Researchers at the University of Helsinki and the University College London evaluated the effects of musical experiences on hearing loss in children and the outcome of the study highlighted the impact and benefit obtained by exposing people to music.
Measuring Speech-in-Noise Performance
Speech-in-noise performance was the main measure researchers looked at, putting 43 young children in a clinical study for 14 to 17 months. 22 of the children enrolled had normal hearing while the other 21 had cochlear implants. Armed with the knowledge that the children with implants had difficulty understanding speech perception before the start of the study, researchers developed control and test sets, assigning participants to a non-singing (control) and singing (test) group.

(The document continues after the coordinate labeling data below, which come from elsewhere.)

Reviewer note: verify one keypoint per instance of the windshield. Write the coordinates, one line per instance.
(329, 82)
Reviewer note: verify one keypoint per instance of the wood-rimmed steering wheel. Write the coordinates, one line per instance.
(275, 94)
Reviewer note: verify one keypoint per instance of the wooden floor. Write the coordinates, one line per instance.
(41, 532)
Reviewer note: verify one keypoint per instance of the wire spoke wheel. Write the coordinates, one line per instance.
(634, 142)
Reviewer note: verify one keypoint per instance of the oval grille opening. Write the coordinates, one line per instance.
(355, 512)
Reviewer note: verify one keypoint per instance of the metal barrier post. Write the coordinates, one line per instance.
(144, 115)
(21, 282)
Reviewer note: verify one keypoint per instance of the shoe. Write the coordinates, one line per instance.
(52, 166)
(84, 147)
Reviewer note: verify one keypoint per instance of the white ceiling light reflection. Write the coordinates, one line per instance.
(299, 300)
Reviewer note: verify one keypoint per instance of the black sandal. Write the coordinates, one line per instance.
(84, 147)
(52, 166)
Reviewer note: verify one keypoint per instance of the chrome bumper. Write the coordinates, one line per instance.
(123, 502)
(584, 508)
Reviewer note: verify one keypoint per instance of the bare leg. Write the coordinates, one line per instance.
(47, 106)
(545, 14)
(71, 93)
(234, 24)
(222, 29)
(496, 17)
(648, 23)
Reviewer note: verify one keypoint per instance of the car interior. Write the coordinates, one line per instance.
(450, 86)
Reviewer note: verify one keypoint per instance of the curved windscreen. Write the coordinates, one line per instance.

For kids in the singing group, an impressive improvement in awareness and speech-in-noise performance was revealed in comparison with children in the non-singing group.
The Ears Are Trained by Music
This study is just the latest in a long line of research endeavors that illustrate the advantages of musical training to improve cognitive ability and speech processing. In loud environments, speech perception can be enhanced by musical training, and these results were corroborated by a study carried out by the Montreal Neurological Institute
Identifying speech syllables through a variety of background noises was the objective of this study which used 15 musicians and 15 non-musicians.

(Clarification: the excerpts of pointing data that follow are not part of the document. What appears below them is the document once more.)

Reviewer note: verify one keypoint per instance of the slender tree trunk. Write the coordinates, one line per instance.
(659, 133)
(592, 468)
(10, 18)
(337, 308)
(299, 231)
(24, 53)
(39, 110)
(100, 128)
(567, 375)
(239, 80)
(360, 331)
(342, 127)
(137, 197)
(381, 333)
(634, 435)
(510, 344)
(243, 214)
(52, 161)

In contrast to the research out of Helsinki and London, Drs. Yi and Robert’s study looked at young adults whose ages averaged around 22-years-old. These participants had normal hearing but there was a substantial difference in results between the musicians and the non-musicians.
Non-Musicians Were Outperformed By Musicians
The two groups performed similarly under conditions without any noise, but the musicians would separate themselves as the study went on, outperforming non-musicians at all other signal-to-noise rates. Musicians have enhanced left interior frontal and right auditory areas of the brain which probably accounts for this ability to perform well on these tests.

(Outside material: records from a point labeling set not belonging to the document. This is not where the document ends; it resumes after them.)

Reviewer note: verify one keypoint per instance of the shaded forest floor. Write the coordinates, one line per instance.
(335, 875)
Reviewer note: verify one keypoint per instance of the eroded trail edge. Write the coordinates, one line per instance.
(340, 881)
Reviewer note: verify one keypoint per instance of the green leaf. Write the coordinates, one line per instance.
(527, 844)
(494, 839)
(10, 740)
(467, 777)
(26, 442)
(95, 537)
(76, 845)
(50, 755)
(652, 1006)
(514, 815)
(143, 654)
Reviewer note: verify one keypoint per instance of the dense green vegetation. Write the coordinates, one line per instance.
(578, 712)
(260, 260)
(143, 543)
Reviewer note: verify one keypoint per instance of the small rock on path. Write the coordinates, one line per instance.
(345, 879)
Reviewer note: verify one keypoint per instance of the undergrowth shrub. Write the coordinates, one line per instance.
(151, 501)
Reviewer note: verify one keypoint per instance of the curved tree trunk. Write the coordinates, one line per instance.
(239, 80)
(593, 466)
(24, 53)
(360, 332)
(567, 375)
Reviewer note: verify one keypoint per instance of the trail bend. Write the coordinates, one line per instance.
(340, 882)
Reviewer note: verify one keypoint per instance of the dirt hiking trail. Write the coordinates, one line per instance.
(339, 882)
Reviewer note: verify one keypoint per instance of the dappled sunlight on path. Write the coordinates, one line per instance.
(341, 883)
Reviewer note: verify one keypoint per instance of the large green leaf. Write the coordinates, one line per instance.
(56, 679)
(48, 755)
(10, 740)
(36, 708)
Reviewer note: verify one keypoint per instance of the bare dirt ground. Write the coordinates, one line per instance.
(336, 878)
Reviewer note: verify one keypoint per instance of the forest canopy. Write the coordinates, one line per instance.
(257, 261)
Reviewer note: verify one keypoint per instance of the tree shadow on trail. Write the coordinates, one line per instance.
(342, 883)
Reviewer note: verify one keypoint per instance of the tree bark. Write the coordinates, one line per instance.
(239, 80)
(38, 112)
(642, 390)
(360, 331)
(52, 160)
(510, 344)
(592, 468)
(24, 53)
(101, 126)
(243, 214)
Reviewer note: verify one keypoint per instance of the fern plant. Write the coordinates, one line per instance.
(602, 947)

But there’s more to the benefits of the musical training identified by Dr. Yi and Robert’s study. According to the study’s findings, musical training reinforced the participant’s auditory-motor network, fine-tuning and uniting the auditory system and speech motor system to improve hearing.
It’s worthwhile to note that while the musicians observed were adults, each of them began their musical education at a much younger age and amassed at least a decade of musical training. Musical training has a powerful effect and this again backs that fact.
Beethoven’s Battle With Hearing Loss
Hearing loss has been a problem for some of the world’s most famous composers and musicians. Probably the most well-known deaf composer, Ludwig van Beethoven was born with the ability to hear, but that started to deteriorate while he was in his late 20s.
The early groundwork of Beethoven’s training, though severe, was likely the conduit for extending his musical career. As a matter of fact, Beethoven actually spent the last decade of his life almost totally deaf. In spite of that, many of his most treasured pieces were composed over his last 15 years.